The VMware’s Carbon Black team last month reported a surge in Truebot activity and noted the use of Netwrix Auditor vulnerability as a delivery method.
Once the malware is installed in a target machine, Truebot renames itself and loads FlawedGrace onto the host. FlawedGrace is a remote access tool used in Truebot operations.
Once the Truebot is deployed, FlawedGrace modifies the registry and print spooler programs that control the order that documents are loaded to a print queue. The tool also manipulates these features to both escalate privilege and establish persistence.

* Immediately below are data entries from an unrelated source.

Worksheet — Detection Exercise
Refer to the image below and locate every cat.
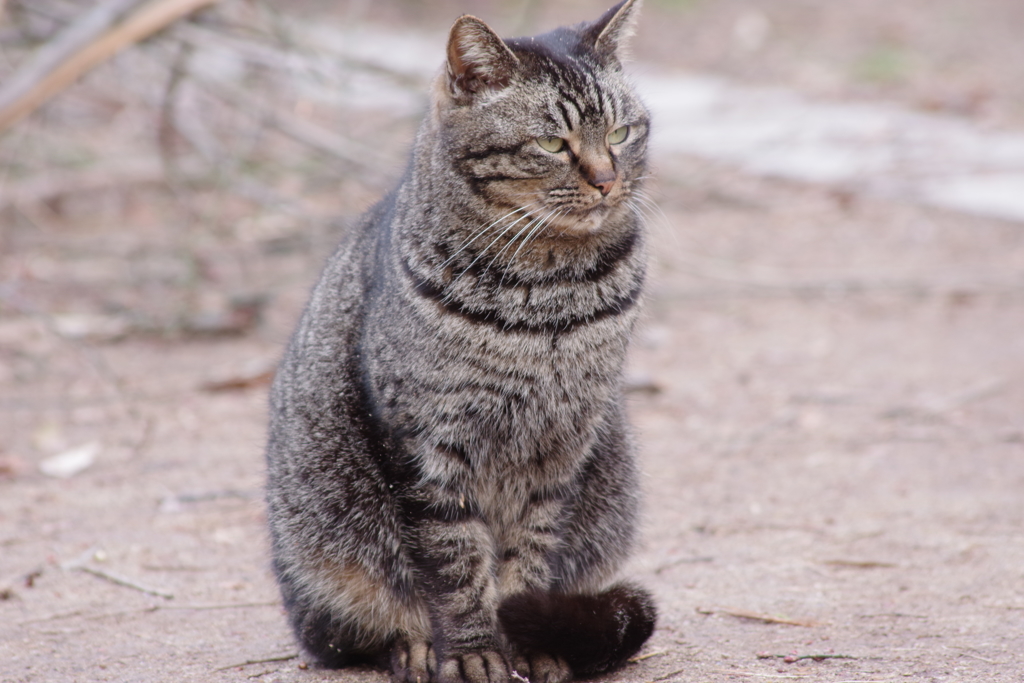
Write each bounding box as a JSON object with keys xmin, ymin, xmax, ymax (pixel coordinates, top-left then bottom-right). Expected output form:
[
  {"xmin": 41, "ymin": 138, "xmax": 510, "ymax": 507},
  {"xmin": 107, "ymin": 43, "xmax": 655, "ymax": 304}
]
[{"xmin": 267, "ymin": 0, "xmax": 655, "ymax": 683}]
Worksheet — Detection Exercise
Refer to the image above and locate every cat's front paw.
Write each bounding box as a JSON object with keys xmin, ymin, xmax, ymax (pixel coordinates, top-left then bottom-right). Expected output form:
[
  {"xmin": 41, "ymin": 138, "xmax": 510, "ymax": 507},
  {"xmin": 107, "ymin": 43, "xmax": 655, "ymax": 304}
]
[
  {"xmin": 391, "ymin": 640, "xmax": 437, "ymax": 683},
  {"xmin": 512, "ymin": 652, "xmax": 572, "ymax": 683},
  {"xmin": 437, "ymin": 650, "xmax": 509, "ymax": 683}
]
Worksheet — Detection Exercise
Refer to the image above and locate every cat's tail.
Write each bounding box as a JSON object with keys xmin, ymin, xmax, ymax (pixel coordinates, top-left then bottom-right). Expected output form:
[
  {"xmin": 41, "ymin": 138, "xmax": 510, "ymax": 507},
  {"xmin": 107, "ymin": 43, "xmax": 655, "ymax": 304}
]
[{"xmin": 498, "ymin": 584, "xmax": 657, "ymax": 678}]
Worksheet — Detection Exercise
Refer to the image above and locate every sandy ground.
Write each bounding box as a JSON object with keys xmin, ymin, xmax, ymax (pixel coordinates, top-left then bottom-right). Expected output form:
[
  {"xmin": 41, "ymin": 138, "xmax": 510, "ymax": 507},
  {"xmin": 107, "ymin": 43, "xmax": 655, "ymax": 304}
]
[{"xmin": 0, "ymin": 2, "xmax": 1024, "ymax": 683}]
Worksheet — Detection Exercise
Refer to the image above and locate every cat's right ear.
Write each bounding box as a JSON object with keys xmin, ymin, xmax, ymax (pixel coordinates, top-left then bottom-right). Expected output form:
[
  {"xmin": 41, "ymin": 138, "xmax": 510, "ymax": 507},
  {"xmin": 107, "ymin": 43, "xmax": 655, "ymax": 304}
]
[{"xmin": 447, "ymin": 14, "xmax": 519, "ymax": 99}]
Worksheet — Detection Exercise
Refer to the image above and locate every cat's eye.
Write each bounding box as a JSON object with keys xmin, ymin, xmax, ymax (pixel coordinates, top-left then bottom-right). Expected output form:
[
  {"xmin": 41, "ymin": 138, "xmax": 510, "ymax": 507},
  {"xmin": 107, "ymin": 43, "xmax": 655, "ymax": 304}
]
[
  {"xmin": 608, "ymin": 126, "xmax": 630, "ymax": 144},
  {"xmin": 537, "ymin": 135, "xmax": 565, "ymax": 154}
]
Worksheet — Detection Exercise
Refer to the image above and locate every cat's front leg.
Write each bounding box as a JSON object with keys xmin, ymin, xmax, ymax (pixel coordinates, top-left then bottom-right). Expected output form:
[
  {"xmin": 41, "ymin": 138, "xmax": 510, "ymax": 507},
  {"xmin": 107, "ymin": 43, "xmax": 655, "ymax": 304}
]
[
  {"xmin": 407, "ymin": 489, "xmax": 509, "ymax": 683},
  {"xmin": 498, "ymin": 488, "xmax": 572, "ymax": 683}
]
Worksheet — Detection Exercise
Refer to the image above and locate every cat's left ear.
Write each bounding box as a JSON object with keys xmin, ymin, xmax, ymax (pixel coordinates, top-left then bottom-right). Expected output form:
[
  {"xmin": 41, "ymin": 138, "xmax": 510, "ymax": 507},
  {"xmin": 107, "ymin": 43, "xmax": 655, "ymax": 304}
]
[
  {"xmin": 584, "ymin": 0, "xmax": 643, "ymax": 67},
  {"xmin": 447, "ymin": 14, "xmax": 519, "ymax": 99}
]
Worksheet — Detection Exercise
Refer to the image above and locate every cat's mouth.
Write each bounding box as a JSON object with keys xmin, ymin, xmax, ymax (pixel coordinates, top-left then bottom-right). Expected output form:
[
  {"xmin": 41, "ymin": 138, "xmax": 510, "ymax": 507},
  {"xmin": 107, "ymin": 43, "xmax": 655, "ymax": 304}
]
[{"xmin": 548, "ymin": 201, "xmax": 615, "ymax": 234}]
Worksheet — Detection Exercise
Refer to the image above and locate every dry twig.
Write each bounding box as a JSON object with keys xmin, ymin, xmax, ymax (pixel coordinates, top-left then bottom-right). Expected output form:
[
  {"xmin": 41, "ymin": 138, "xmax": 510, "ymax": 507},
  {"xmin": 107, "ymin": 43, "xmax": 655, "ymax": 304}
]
[
  {"xmin": 0, "ymin": 0, "xmax": 218, "ymax": 131},
  {"xmin": 74, "ymin": 565, "xmax": 174, "ymax": 600},
  {"xmin": 214, "ymin": 652, "xmax": 299, "ymax": 672},
  {"xmin": 697, "ymin": 607, "xmax": 821, "ymax": 628}
]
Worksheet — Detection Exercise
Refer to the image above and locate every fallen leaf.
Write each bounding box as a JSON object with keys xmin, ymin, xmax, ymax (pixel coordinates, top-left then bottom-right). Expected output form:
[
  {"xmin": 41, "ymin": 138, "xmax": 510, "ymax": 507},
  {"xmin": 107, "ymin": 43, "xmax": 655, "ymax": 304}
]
[{"xmin": 39, "ymin": 441, "xmax": 99, "ymax": 479}]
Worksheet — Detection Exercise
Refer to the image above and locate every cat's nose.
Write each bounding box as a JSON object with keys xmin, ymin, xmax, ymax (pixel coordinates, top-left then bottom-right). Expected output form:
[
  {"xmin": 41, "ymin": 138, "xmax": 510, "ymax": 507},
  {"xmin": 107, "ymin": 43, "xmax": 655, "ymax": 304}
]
[{"xmin": 587, "ymin": 168, "xmax": 615, "ymax": 197}]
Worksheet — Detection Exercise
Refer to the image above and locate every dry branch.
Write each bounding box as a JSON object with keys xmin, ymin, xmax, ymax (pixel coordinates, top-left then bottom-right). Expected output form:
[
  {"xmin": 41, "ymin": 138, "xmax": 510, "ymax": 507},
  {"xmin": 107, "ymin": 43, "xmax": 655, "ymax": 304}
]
[
  {"xmin": 0, "ymin": 0, "xmax": 218, "ymax": 131},
  {"xmin": 0, "ymin": 0, "xmax": 143, "ymax": 118},
  {"xmin": 75, "ymin": 566, "xmax": 174, "ymax": 600}
]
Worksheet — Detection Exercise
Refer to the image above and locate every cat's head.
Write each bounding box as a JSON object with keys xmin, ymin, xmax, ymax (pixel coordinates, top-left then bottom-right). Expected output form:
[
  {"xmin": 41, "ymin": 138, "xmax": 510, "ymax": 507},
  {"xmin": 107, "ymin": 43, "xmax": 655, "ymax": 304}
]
[{"xmin": 434, "ymin": 0, "xmax": 649, "ymax": 234}]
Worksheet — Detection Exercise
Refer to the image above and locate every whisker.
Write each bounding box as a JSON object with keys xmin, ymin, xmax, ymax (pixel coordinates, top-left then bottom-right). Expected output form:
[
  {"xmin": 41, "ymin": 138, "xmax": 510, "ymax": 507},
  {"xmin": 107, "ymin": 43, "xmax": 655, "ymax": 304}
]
[
  {"xmin": 444, "ymin": 209, "xmax": 540, "ymax": 292},
  {"xmin": 437, "ymin": 207, "xmax": 530, "ymax": 268},
  {"xmin": 498, "ymin": 209, "xmax": 568, "ymax": 287}
]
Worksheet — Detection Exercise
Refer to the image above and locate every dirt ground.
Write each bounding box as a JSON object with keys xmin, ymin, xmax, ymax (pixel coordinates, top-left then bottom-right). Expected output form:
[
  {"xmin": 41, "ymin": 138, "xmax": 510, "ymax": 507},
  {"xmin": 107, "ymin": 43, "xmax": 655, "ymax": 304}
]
[{"xmin": 0, "ymin": 0, "xmax": 1024, "ymax": 683}]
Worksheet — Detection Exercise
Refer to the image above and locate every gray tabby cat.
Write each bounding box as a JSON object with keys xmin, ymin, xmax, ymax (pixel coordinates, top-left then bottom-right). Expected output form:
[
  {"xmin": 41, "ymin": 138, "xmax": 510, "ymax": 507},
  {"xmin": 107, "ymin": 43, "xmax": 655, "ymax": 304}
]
[{"xmin": 267, "ymin": 0, "xmax": 654, "ymax": 683}]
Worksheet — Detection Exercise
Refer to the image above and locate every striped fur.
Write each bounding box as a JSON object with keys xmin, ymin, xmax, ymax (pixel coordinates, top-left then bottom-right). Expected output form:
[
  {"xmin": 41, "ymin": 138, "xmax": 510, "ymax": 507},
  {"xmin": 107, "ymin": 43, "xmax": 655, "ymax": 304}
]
[{"xmin": 267, "ymin": 0, "xmax": 653, "ymax": 683}]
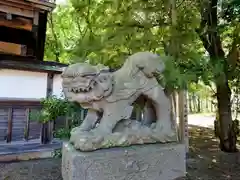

During FlawedGrace’s execution phase, the RAT stores encrypted payloads within the registry, creates scheduled tasks, and injects payloads into msiexec[.]exe and svchost[.]exe, which are command processes that enable FlawedGrace to establish a command-and-control connection to 92.118.36[.]199, for example, as well as load dynamic link libraries to accomplish privilege escalation, the agencies said.
In April, the Russian-speaking Clop ransomware-as-a-service gang exploited two vulnerabilities in Australian firm PaperCut’s print management software to target multiple organizations. It deployed TrueBot to inject the Clop ransomware in affected systems (see: Ransomware Hackers Exploit PaperCut Bugs).
The Clop ransomware gang took responsibility for more than 50 attacks earlier this year that exploited a vulnerability in the GoAnywhere file transfer software (see: Clop GoAnywhere Attacks Have Now Hit 130 Organizations).